Diagnostiziert wurde Pechsteins Anomalie erst nach dem Urteil. Andreas Weimann, Oberarzt am Zentralinstitut für Laboratoriumsmedizin und Pathobiochemie der Berliner Charité, hat im Dezember sechs Blutproben bei Pechstein entnommen und neu ausgewertet. "Die Gesamtkonstellation aller Befunde beweist eindeutig das Vorliegen einer hereditären Membranopathie im Sinne einer Sphärozytose", heißt es in Weimanns Bericht.

Die Kugelzellanomalie liegt bei der 38 Jahre alten Berlinerin in einer leichten Form vor. Weimann hat auch Pechsteins Familie untersucht und festgestellt, dass sie die Krankheit "von ihrem Vater geerbt hat". Auch er weist erhöhte Werte auf.

Ehningers Sicht auf den Fall hat sich mit den neuen Daten gewandelt. Anfangs hatte auch er von möglichem Doping gesprochen. "Jetzt wissen wir, was die Ursachen sind. Die Zweifel sind ausgeräumt. Die Beweiskette ist geschlossen", sagt er und wird von den Professoren Winfried Gassmann (Siegen) sowie Wolfgang Jelkmann (Lübeck) unterstützt, die als Gutachter in dem Verfahren tätig waren. Gassmann fügt hinzu, dass es nicht nur um ein mögliches Epo-Doping gehe, sondern um "alle knochenmarkstimulierenden Substanzen". Für ihn sei auch kein Doping mit Wachstumshormonen denkbar. Was die neuen Erkenntnisse allerdings bewirken, bleibt unklar. Vor dem Schweizer Bundesgericht ist ein Revisionsantrag anhängig, mit dem eine Neuauflage des Cas-Verfahrens erreicht werden soll.

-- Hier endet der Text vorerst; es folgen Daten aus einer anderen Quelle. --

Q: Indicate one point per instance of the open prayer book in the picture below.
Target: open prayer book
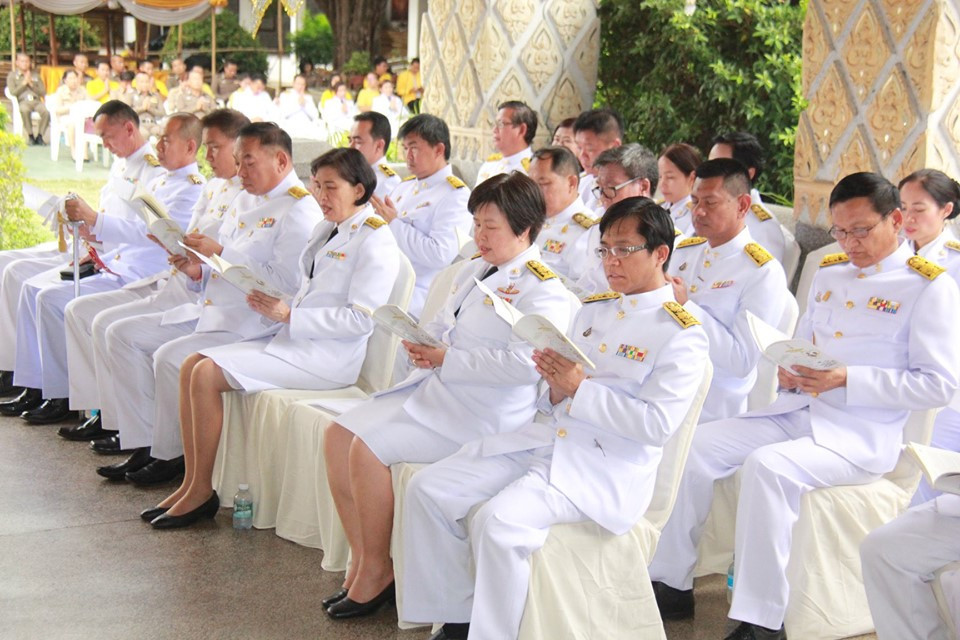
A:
(941, 467)
(786, 351)
(536, 329)
(237, 274)
(158, 221)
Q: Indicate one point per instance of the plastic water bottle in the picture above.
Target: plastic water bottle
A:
(730, 582)
(243, 508)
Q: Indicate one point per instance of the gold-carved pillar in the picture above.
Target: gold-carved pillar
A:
(881, 80)
(478, 53)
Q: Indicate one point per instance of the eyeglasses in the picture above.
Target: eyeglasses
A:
(610, 192)
(859, 233)
(618, 252)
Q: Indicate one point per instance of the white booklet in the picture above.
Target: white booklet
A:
(536, 329)
(237, 274)
(788, 352)
(941, 467)
(399, 322)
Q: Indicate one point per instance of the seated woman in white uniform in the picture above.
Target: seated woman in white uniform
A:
(930, 198)
(350, 264)
(482, 381)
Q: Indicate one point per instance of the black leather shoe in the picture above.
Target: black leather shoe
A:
(137, 460)
(347, 608)
(151, 514)
(89, 429)
(157, 472)
(334, 598)
(207, 510)
(748, 631)
(27, 400)
(51, 411)
(674, 604)
(109, 446)
(7, 387)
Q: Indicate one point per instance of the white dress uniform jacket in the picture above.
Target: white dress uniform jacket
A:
(430, 215)
(497, 163)
(722, 283)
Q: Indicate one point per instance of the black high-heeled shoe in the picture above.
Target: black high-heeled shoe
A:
(207, 510)
(334, 598)
(347, 608)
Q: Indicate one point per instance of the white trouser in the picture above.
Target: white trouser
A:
(440, 554)
(898, 561)
(166, 443)
(15, 273)
(780, 463)
(127, 391)
(79, 319)
(41, 338)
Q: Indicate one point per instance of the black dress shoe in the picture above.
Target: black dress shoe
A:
(748, 631)
(347, 608)
(151, 514)
(109, 446)
(7, 387)
(89, 429)
(157, 472)
(207, 510)
(51, 411)
(137, 460)
(674, 604)
(27, 400)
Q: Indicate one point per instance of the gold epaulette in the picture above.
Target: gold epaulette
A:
(762, 214)
(691, 242)
(924, 267)
(681, 315)
(584, 220)
(834, 258)
(758, 254)
(540, 270)
(597, 297)
(298, 192)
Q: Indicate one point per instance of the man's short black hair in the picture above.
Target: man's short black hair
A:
(653, 222)
(746, 148)
(517, 196)
(379, 126)
(432, 129)
(883, 195)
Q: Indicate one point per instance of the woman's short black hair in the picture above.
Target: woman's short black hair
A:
(653, 222)
(517, 196)
(939, 186)
(351, 166)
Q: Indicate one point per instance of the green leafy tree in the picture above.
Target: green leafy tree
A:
(731, 65)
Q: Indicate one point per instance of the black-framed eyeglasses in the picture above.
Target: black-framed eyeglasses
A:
(618, 252)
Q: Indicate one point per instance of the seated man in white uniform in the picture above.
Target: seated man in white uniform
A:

"Es gibt jetzt neue Umstände, da muss der Gerechtigkeit genüge getan werden", sagt der Heidelberger Sportrechtsanwalt Michael Lehner. "Es gibt keine Alternative zu einem erneuten Verfahren."

Die von Ehninger erwähnten Dopingjäger zeigen sich unbeeindruckt. "Ich glaube nicht, dass der Befund Frau Pechstein in irgendeiner Form entlastet, weil die hohen Retikulozyten-Werte dadurch nicht erklärt werden", sagte der Nürnberger Pharmakologe Fritz Sörgel. "Was ihren Dopingfall betrifft, ist dadurch überhaupt nichts geklärt."

Claudia Pechstein freut sich über das Engagement der Mediziner: "Aber ich weiß: Das ist nur ein erster Schritt in die richtige Richtung." Wobei das nicht mehr als eine vage Hoffnung ist. Denn offenbar sind die Einschätzungen in diesem Fall nicht in Einklang zu bringen. Die Zweifel an der Sperre haben zwar neue Nahrung erhalten, aber im Zweifel für den Angeklagten zu entscheiden, davon hat sich die Sportgerichtsbarkeit bei Claudia Pechstein nie leiten lassen.